Mas o drama não é apenas grego. Há outros países com deficit externos e fiscais (do governo) grandes, como Portugal. E a eurozona toda está hiperendividada devido aos gastos com estímulos à economia e com a salvação da banca. Logo, também terão de cortar muito dos gastos públicos, o que vai conter investimentos em infraestrutura (o que diminui a produtividade das economias). De resto, o corte de gasto público por si só talha o crescimento.
Segundo estimativas da "Economist Intelligence Unit", o deficit público britânico irá a 13,5% neste ano (o do Brasil deve cair a 2%). Ainda seria de 8% em 2014. A conta de juros irá dos 2% do PIB de antes da crise para 6,5% do PIB. A desgraça é semelhante pelo resto da Europa.
A conta da dívida pode ficar ainda maior em caso de calote, ou quase isso, de algum país europeu. Os juros disparariam, haveria fuga de capitais, risco de crise bancária, o diabo.
Caso essas economias consigam cortar gastos e deprimir o consumo doméstico, uma fonte possível de dinamismo seriam as exportações. Mas a Alemanha abocanha esse mercado. Seu crescimento depende disso, a não ser que altere o "modus" poupador de sua economia. Em relação a terceiros mercados, a China leva a melhor, com seus salários baixos e sua moeda desvalorizada.

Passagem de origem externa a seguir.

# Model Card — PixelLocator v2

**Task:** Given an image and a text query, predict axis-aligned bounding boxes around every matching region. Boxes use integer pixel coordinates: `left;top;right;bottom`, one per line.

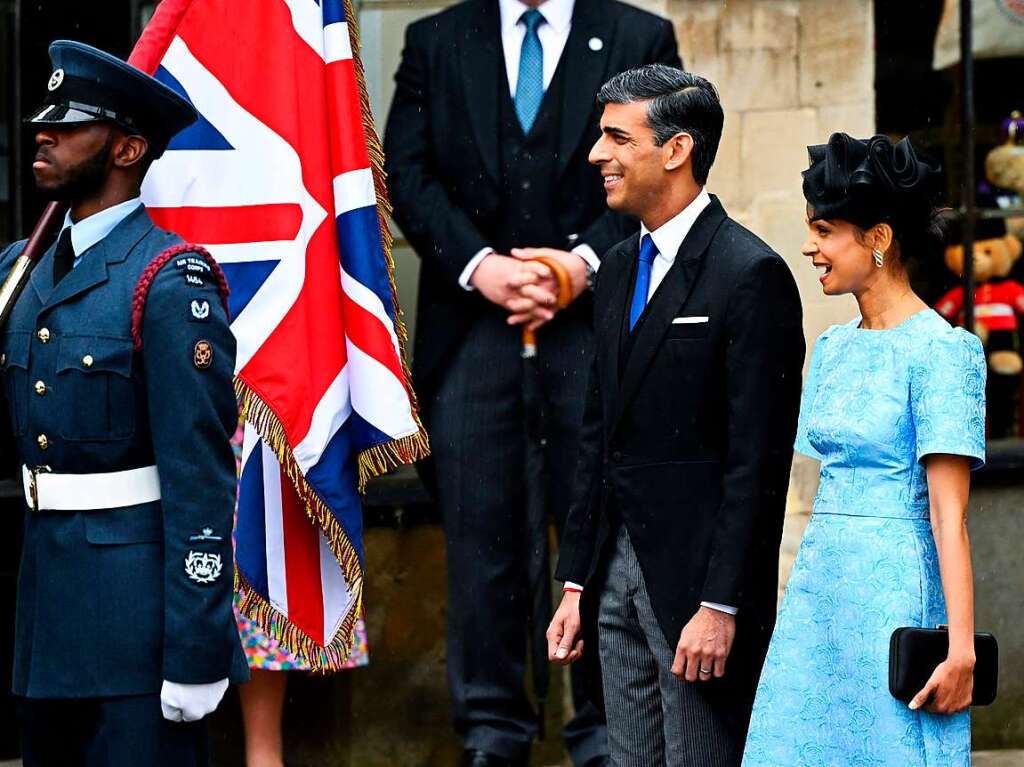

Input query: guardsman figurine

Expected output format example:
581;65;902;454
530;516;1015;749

1;41;246;766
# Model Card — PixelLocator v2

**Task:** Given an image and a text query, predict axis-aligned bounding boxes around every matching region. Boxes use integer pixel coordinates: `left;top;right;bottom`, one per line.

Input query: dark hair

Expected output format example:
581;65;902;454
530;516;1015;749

596;64;724;186
803;133;946;262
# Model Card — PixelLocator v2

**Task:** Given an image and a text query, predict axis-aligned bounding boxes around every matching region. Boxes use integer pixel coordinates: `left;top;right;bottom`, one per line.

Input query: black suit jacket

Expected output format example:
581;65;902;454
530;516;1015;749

555;197;805;692
383;0;680;398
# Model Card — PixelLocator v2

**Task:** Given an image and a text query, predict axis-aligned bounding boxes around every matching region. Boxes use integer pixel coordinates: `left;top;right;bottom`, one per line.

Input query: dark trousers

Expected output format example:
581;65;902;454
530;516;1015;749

17;694;208;767
430;309;607;765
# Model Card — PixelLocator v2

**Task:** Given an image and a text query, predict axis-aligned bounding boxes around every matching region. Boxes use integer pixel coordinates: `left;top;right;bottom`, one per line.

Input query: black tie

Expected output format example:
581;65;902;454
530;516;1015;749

52;228;75;285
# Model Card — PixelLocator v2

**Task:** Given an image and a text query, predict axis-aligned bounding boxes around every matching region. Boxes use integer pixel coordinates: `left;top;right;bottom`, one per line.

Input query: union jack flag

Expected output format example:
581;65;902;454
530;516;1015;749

130;0;428;668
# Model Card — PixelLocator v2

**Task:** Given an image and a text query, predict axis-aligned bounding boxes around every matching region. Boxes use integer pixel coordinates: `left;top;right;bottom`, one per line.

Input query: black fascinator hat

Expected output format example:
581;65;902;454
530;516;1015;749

802;133;941;247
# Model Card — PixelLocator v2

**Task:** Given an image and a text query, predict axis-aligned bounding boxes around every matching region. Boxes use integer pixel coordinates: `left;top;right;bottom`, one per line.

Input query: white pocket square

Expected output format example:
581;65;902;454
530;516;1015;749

671;316;709;324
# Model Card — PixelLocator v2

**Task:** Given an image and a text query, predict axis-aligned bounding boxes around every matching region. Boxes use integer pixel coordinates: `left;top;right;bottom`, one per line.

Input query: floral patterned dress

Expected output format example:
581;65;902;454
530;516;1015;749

743;309;986;767
230;423;369;671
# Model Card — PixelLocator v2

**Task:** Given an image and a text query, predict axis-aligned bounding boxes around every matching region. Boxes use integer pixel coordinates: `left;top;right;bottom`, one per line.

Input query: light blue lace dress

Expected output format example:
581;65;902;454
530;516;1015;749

742;309;986;767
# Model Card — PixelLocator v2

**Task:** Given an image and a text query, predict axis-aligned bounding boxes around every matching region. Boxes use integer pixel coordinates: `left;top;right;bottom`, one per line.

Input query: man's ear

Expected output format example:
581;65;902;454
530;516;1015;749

664;132;694;172
112;133;150;169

E o Brasil com isso? Num mundo sem catástrofes, o capital sem rumo, sem chance alternativa de rentabilidade maior, pode aportar por aqui. Podemos nos beneficiar da letargia europeia. Mas se a baixa econômica no mundo rico durar demais, para quem vamos exportar a fim de obter fundos para bancar nossas contas externas? Temos alguns anos de oportunidades pela frente. Mas temos de tomar conta do nosso consumo excessivo, em especial do governo, e do deficit externo crescente.